Toko Romlah

1,075 kali dibaca

“Harga yang kami tawarkan sudah tertinggi di daerah ini Pak. Coba tanyakan kepada orang-orang yang Bapak kenal atau mungkin pejabat di kelurahan di sini. Harga yang kami tawarkan empat kali lipat dari harga normal,” kata Aldi, staf humas sebuah perusahaan swalayan waralaba.

“Aku tak berniat menjualnya. Walaupun kamu tawar tokoku seharga satu triliun,” timpal Yudis.

Advertisements

“Atau kami tawarkan Bapak sebagai investor swalayan yang hendak kami dirikan. Setiap bulannya Bapak akan mendapatkan tiga persen dari keuntungan perusahaan kami. Kakek akan mendapatkan uang semiliar, dan penghasilan sampai lima juta per bulan. Pengahasilan ini bisa naik jika omzet swalayan kami naik, dan bisa diwariskan selama swalayan yang kami kelola terus beroperasi.”

Sekali lagi kakek itu menolak dengan sangat tegas. “Apa pun yang perusahaan Anda tawarkan untuk toko saya, tidak akan kami terima.”

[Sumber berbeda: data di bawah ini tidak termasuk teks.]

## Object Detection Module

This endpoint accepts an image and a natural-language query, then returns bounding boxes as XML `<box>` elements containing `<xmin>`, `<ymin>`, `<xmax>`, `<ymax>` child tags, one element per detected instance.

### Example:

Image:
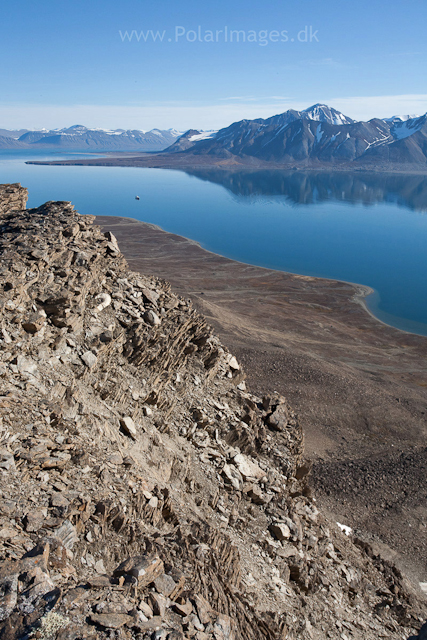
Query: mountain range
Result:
<box><xmin>0</xmin><ymin>124</ymin><xmax>181</xmax><ymax>151</ymax></box>
<box><xmin>5</xmin><ymin>104</ymin><xmax>427</xmax><ymax>170</ymax></box>
<box><xmin>166</xmin><ymin>104</ymin><xmax>427</xmax><ymax>166</ymax></box>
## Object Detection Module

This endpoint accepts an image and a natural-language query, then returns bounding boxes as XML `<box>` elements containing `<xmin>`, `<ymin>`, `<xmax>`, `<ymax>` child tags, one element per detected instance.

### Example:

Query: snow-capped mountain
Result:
<box><xmin>165</xmin><ymin>129</ymin><xmax>218</xmax><ymax>153</ymax></box>
<box><xmin>383</xmin><ymin>114</ymin><xmax>420</xmax><ymax>124</ymax></box>
<box><xmin>299</xmin><ymin>104</ymin><xmax>355</xmax><ymax>124</ymax></box>
<box><xmin>167</xmin><ymin>104</ymin><xmax>427</xmax><ymax>165</ymax></box>
<box><xmin>0</xmin><ymin>124</ymin><xmax>181</xmax><ymax>151</ymax></box>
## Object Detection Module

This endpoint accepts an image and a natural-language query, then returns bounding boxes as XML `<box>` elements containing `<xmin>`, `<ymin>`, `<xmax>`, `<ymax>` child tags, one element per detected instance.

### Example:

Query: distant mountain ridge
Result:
<box><xmin>0</xmin><ymin>124</ymin><xmax>181</xmax><ymax>151</ymax></box>
<box><xmin>166</xmin><ymin>104</ymin><xmax>427</xmax><ymax>166</ymax></box>
<box><xmin>0</xmin><ymin>103</ymin><xmax>427</xmax><ymax>170</ymax></box>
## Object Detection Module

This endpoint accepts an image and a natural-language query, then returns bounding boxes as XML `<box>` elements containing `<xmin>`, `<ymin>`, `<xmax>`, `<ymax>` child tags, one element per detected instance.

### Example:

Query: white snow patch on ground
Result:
<box><xmin>391</xmin><ymin>120</ymin><xmax>422</xmax><ymax>140</ymax></box>
<box><xmin>188</xmin><ymin>131</ymin><xmax>218</xmax><ymax>142</ymax></box>
<box><xmin>316</xmin><ymin>124</ymin><xmax>325</xmax><ymax>142</ymax></box>
<box><xmin>337</xmin><ymin>522</ymin><xmax>353</xmax><ymax>536</ymax></box>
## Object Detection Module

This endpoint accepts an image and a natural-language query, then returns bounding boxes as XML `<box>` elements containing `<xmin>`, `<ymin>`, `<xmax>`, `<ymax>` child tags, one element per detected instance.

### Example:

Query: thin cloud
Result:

“Baik Kek, ini kartu nama saya. Jika Kakek ingin mengajukan persyaratan lain kepada perusahaan kami, silakan datang ke kantor kami atau bisa menelepon kami.”

Aldi berpamitan. Seketika anak-anak Yudis menuju ruang tamu.

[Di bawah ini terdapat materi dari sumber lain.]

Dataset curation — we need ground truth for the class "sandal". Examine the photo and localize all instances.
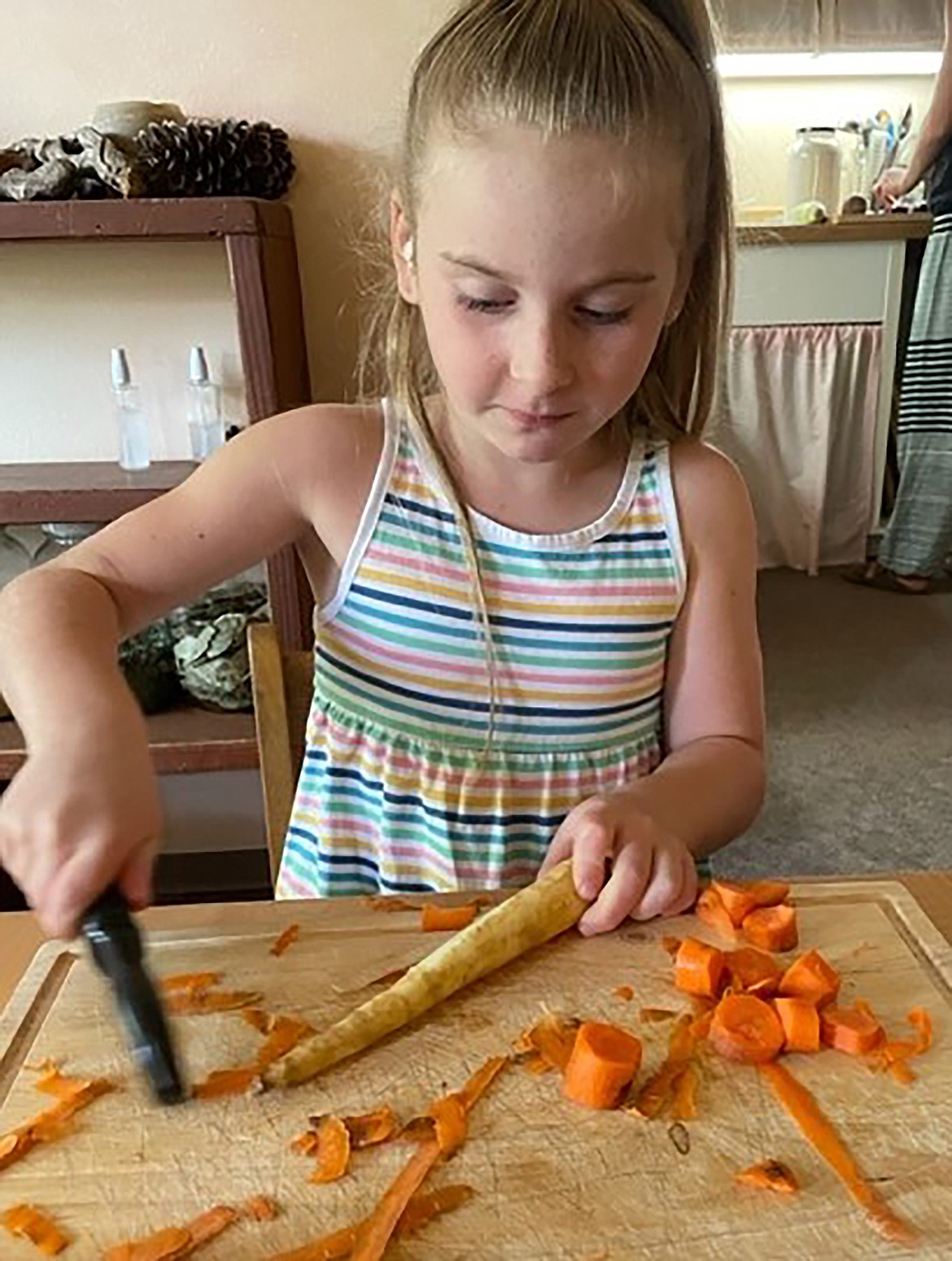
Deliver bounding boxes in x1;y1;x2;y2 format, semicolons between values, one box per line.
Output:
842;561;932;596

“Kenapa Ayah masih mempertahankan toko ini? Tawaran mereka sudah terlalu tinggi, Yah.”

“Benar kata Mas Anto. Kemarin toko milik Pak Sul yang lebih besar dari kita hanya laku tiga ratus juta rupiah. Ayah juga mendapatkan bagi hasil lima juta per bulan. Itu sudah sangat tinggi, Yah,” kata Yui, anak kedua Yudis.

Tanpa perkataan, Yudis meninggalkan mereka. Ia menuju ke kamarnya. Ia pun menangis sambil mengeluarkan sebuah baju batik tua kemudian memeluknya erat.

***

Yudis teringat kenangan empat puluh tahun yang lalu ketika Mulyono, ayahnya, berpesan kepadanya agar menjaga Amalia setiap kali menyeberangi Sungai Brantas. Jangan sampai Lia bermain ke pinggir perahu tambang.

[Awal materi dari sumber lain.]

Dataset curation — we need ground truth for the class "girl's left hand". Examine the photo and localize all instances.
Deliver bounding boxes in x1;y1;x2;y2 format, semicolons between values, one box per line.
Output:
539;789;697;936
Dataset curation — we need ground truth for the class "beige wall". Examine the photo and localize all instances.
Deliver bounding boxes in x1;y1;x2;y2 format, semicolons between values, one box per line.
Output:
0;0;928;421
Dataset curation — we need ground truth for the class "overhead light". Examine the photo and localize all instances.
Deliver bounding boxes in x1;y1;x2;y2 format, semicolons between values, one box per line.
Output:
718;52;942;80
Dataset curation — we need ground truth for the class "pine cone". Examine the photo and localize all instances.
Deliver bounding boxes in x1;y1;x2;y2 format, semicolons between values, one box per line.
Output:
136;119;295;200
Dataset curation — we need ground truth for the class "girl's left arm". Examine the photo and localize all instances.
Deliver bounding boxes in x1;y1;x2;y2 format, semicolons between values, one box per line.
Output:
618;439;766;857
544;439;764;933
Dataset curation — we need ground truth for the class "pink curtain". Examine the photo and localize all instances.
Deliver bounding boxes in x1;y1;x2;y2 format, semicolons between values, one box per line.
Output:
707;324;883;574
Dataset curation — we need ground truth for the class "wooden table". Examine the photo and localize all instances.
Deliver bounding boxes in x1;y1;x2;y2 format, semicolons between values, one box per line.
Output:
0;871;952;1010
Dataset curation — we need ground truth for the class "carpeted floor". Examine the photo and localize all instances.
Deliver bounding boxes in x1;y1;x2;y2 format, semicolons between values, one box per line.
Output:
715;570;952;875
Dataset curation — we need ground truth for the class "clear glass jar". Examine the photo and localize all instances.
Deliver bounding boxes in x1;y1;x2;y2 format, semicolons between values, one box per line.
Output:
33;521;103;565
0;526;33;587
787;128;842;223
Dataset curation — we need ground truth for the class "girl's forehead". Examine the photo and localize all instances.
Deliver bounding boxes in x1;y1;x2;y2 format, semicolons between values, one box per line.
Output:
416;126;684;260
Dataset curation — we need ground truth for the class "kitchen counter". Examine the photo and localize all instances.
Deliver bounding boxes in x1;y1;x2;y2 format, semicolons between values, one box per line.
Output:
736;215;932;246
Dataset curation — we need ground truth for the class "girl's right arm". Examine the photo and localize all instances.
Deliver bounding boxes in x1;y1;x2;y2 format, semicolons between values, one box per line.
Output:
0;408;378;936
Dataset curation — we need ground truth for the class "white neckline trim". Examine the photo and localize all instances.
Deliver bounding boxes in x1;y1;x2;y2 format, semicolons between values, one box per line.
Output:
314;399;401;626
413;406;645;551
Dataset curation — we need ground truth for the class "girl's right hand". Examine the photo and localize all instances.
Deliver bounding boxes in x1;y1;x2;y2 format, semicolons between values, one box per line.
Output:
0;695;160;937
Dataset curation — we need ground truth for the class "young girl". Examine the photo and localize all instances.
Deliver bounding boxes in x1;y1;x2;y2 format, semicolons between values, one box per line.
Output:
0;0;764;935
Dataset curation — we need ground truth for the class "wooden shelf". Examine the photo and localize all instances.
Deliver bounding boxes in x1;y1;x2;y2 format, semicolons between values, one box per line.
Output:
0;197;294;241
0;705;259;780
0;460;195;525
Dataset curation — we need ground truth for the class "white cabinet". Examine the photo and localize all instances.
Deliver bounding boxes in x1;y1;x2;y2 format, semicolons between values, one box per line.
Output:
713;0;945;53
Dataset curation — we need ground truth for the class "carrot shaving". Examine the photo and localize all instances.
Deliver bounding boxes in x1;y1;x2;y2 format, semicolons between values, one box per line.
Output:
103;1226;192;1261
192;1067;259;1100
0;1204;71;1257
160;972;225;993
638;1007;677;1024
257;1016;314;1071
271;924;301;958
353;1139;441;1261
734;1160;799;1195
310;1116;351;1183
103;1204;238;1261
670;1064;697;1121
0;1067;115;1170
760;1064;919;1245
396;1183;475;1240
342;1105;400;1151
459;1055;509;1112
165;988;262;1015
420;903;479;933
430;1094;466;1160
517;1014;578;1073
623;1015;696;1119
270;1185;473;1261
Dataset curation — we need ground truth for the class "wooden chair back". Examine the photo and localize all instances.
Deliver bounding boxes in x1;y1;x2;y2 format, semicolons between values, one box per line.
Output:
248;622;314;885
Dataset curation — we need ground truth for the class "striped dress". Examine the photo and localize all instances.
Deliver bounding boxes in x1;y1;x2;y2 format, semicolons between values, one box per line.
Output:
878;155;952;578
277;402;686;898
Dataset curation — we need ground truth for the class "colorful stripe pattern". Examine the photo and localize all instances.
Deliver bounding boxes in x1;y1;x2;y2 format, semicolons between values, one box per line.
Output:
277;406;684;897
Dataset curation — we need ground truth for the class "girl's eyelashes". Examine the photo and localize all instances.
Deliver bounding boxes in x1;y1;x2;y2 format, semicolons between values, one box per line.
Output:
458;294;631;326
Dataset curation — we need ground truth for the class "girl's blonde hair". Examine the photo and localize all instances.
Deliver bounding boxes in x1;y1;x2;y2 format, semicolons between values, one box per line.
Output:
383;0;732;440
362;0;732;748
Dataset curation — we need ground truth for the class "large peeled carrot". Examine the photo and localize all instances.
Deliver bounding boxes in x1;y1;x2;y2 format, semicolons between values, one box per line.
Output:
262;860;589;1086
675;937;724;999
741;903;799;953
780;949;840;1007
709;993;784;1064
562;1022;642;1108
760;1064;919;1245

“Ayo kita naik perahu. Ingat Lia, jangan pernah melepaskan gandengan tanganku sampai kita melewati tanggul seberang sana!” perintah Yudis kepada adiknya. Lia mengangguk.

“Hari ini kita akan ke rumah Lik Lah. Nanti kita akan mendapatkan uang saku dan jajan yang banyak jika kamu mematuhiku. Jika kamu tidak patuh, Ayah pasti marah dan tidak mengajak kita ke sana.”

Yudis paham nambang1, menyeberangi sungai dengan perahu yang diikat dengan tali besi yang diikatkan dari tanggul sungai itu memang sangat berbahaya.

Sebenarnya banyak korban harta atau nyawa terjadi ketika para penduduk Keludan dan Papar melayang gara-gara mereka menyeberangi Brantas. Mereka tidak berdaya karena memang itulah cara satu-satunya masyarakat kedua desa itu bisa pergi pada tahun 1970-an.

“Alhamdulillah kita sudah sampai, Nak. Ayo naik ke boncengan,” perintah Sarni kepada kedua anaknya.

Yudis dibonceng oleh Mul, sedangkan Sari dibonceng oleh Sarni. Usai tiga puluh menit mereka mengayuh sepeda, meraka sampai ke rumah Lik Lah. Ia menyambut gembira ketika saudaranya dan para keponakannya datang ke rumahnya.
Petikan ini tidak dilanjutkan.